At 76, I feel old today. Last week I didn’t. This week I do. Here are three little episodes that contributed to the cause:
1 – Two days ago, I looked back on a Mormon Stories interview I gave a couple of months ago. I noticed that as I gestured with my hands, the fingers on my right hand looked long and boney. I saw my finger nails, they looked long. That can’t be, I said. I cut my finger nails the day before the interview. Is it possible that when you’re old, your fingers turn long and boney? Is it possible when you’re old your fingernails grow the second after you cut them? A voice inside my head said, “yeap, that’s how it goes Bud.”
(Bud is what they called my biological dad. I never met him, but his actual first name was Percy. No wonder he wanted to be called Bud. I have no idea why the voice in my head calls me Bud.)
2 – For the last two weeks, my wife has been bugging me about making an appointment with my doctor to check my lungs, because as she said, “ your voice sounds like it has a gurgle in it.” I said, “all I need to do is clear my throat and the gurgle will disappear.” I did and the gurgle stopped, and then it came back. The voice in my head said, “Bud, your lungs are ok, but you’re starting to sound like a gangster. That’s your new voice, the voice of a man who not only is getting older, but who is already old.”

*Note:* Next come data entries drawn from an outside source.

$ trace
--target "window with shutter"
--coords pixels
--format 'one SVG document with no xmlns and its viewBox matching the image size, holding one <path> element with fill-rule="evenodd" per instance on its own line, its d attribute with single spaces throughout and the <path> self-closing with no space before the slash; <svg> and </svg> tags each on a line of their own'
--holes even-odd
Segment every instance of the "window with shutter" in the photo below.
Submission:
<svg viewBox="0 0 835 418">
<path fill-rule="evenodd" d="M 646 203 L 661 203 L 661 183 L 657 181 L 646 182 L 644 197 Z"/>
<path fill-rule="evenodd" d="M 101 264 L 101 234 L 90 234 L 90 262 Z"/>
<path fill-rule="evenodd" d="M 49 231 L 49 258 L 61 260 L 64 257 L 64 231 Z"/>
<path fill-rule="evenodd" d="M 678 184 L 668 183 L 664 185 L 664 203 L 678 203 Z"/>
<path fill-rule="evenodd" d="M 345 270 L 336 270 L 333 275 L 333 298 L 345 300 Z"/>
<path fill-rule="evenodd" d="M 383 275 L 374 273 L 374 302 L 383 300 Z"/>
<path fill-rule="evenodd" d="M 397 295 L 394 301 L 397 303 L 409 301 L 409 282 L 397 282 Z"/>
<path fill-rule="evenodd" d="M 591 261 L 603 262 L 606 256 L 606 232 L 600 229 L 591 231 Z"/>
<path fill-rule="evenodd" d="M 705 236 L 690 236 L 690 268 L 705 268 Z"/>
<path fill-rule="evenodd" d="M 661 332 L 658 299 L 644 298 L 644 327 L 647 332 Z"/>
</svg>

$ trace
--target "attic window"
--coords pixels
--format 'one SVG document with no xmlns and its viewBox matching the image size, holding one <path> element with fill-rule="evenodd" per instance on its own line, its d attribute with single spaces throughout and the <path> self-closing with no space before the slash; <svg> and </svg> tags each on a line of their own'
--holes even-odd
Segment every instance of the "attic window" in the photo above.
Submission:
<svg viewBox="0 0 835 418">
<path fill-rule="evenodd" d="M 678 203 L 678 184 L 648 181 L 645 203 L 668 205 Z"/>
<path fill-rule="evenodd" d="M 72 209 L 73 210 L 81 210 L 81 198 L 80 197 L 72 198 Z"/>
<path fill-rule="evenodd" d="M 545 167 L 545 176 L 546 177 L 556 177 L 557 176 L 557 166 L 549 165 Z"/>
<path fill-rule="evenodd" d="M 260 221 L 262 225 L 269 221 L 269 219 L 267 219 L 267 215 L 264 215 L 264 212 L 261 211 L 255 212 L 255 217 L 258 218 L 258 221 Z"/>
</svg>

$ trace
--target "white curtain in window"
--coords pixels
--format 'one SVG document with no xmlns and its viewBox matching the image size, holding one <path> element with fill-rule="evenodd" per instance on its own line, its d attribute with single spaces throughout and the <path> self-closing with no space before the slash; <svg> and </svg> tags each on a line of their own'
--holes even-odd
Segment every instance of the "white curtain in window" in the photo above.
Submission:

3 – Yesterday, a guy who looks right out of Hollywood casting shows up at my door and announces himself as a repo guy. He said I’m here to repossess your car. The fool I am, I invite him in. My wife joined me in the lobby and becomes scared because she thinks he’s here to rob us. He looks at us and says, “I’m going to repo your car. But as I look at you Mr. Hendrix, I’m sure you made some kind of mistake on your payments. I’ll return on Thursday. That gives you four days to clear things up.” Moral of that story? Repo guys don’t make money unless they show up and repo cars. However, he looked at me and had pity on me. You have to be really old to have these muscle bound slicked back hair dudes pity you. When they don’t repo your car on the spot, because you look old, you are old.
(Yes, I made a mistake on the transfer numbers in sending the payments. That also makes me old. First time in my life that has happened. And, yes, it was cleared up by my friend and financial adviser of close to thirty five years.
So how do I feel about my oldness? Old . . . but God willing and the creek don’t rise, my youth will return for the harvest of the corn. “You got that one right, Bud.”